Subclonal mutations reveal important features of the genetic architecture of tumors. However, accurate detection of mutations in genetically heterogeneous tumor cell populations using next-generation sequencing remains challenging. We develop MuSE (http://bioinformatics.mdanderson.org/main/MuSE), Mutation calling using a Markov Substitution model for Evolution, a novel approach for modeling the evolution of the allelic composition of the tumor and normal tissue at each reference base. MuSE adopts a sample-specific error model that reflects the underlying tumor heterogeneity to greatly improve the overall accuracy. We demonstrate the accuracy of MuSE in calling subclonal mutations in the context of large-scale tumor sequencing projects using whole exome and whole genome sequencing.

Risk Prediction


LFS-Cancer Specific

Penetrance, which plays a key role in genetic research, is defined as the proportion of individuals with the genetic variants (i.e., {genotype}) that cause a particular trait and who have clinical symptoms of the trait (i.e., {phenotype}). We propose a Bayesian semiparametric approach to estimate the cancer-specific age-at-onset penetrance in the presence of the competing risk of multiple cancers. We employ a Bayesian semiparametric competing risk model to model the duration until individuals in a high-risk group develop different cancers, and accommodate family data using family-wise likelihoods. We tackle the ascertainment bias arising when family data are collected through probands in a high-risk population in which disease cases are more likely to be observed. We apply the proposed method to a cohort of 186 families with Li-Fraumeni syndrome identified through probands with sarcoma treated at MD Anderson Cancer Center from 1944 to 1982.


LFS-Multiple Primary

A common phenomenon in cancer syndromes is that the same invidividual may have multiple primary cancers at different sites during his/her lifetime. In Li-Fraumeni syndrome (LFS), a rare pediatric cancer syndrome, TP53 mutation carriers are known to have a higher probability of developing a second primary cancer than the non-carriers. In this context, modeling the onset of multiple primary cancers is desirable for a better clinical management of LFS. In this article, we propose a Bayesian recurrent event model based on a non-homogeneous Poisson process in order to estimate a set of penetance for multiple primary cancers related to LFS.

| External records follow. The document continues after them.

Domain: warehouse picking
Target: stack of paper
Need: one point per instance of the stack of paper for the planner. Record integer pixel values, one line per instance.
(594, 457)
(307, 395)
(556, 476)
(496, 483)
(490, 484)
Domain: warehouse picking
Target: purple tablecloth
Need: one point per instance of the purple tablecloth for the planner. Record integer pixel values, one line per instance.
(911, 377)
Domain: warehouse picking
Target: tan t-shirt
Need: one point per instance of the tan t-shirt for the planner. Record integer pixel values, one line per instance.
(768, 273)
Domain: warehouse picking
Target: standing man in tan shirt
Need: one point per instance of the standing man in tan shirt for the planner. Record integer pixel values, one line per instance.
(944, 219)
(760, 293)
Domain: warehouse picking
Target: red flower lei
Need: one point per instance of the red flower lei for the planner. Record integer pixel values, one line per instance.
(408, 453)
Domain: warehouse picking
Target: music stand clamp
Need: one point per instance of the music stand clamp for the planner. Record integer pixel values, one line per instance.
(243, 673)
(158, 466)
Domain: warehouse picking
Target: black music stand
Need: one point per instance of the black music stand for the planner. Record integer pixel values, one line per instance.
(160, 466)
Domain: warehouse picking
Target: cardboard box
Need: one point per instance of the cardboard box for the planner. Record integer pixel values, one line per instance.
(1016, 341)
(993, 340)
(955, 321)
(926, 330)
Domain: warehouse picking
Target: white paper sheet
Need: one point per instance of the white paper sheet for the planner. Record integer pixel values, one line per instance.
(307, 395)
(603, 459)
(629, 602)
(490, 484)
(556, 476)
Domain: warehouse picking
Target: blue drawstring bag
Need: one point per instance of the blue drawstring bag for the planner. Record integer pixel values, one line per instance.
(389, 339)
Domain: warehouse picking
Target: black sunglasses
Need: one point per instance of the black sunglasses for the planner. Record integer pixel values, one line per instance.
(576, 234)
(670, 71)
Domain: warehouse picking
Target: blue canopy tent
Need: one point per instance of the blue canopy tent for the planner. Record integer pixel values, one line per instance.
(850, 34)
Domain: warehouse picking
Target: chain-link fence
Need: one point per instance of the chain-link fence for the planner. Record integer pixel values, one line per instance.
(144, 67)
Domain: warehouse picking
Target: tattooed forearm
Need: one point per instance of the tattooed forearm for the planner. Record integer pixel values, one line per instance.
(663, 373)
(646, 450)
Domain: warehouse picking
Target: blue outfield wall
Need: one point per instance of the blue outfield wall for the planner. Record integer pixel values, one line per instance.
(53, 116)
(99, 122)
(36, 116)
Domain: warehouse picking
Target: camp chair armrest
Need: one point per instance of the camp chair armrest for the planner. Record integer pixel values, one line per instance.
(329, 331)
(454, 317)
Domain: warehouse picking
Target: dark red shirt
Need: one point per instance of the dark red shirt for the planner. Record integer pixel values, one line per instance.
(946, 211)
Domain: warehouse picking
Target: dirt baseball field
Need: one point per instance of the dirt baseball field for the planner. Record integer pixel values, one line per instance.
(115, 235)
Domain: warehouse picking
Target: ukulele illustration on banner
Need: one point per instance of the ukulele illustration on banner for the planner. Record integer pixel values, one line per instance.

Li-Fraumeni syndrome (LFS) is associated with germline TP53 mutations and a very high lifetime cancer risk. Algorithms that assess a patient's risk of inherited cancer predisposition are often used in clinical counseling. The existing LFS criteria have limitations, suggesting the need for an advanced prediction tool to support clinical decision making for TP53 mutation testing and LFS management. Based on a Mendelian model, LFSPRO estimates TP53 mutation probability through the Elston-Stewart algorithm and consequently estimates future risk of cancer. With independent datasets of 1,353 tested individuals from 867 families, we evaluated the prediction performance of LFSPRO.